One out of two German small PV plants built with storage in 2015

Almost half of Germany's small PV plants installed last year incorporated a storage system, while lithium-ion batteries are pushing lead-acid based units out of the market.

Between May 2013 and January 2016, 34,000 solar storage systems with a combined capacity of more than 200MW were grid-connected, according to a report by the RWTH Aachen University and the iSEA institute, for power converter technology and electrical drives, with funding by the German government, which supports solar storage investments via its KfW development bank.

"Solar storage systems within the shortest time have developed from a partially hand-made niche product into a mass market," the report says, adding that the KfW support has a positive impact on the entire market.

"The final consumer prices of solar storage systems still are high, but are falling fast," the scientists conclude, pointing to an 18% average annual degression in the price of li-ion systems and 5% for lead-acid systems.

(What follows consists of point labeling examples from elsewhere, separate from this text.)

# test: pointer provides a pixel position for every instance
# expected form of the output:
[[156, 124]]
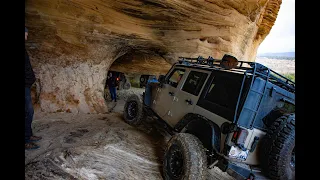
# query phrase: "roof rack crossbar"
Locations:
[[254, 68]]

As a consequence, li-ion is becoming the dominant technology for small-scale solar storage. In the last quarter of 2015, more than 90% of solar storage systems installed were li-ion-based, up from around 50% in mid-2014, the report finds.

Further price cuts are expected due to the entry of several large car companies in the storage market.

Top storage system manufacturers currently offer final sales prices of €1,000-1,200 ($895-1,075) per kWh of storage capacity. The report also expects new products with adjusted prices to be presented at the Intersolar fair in Munich next month.

Despite elevated media attention, battery systems by US electronic carmaker Tesla have not gained significant market share in Germany, where the top sellers are from local producers Deutsche Energieversorgung (brand name Senec), Sonnen, SMA and E3/DC.

A down-sized German storage scheme that started in March supports the purchase of grid-compatible PV batteries, initially with €500/kW of capacity. Overall support granted initially is capped at 25% of all costs that are eligible for aid, and will then gradually go down to 10% of that value towards the end of 2018.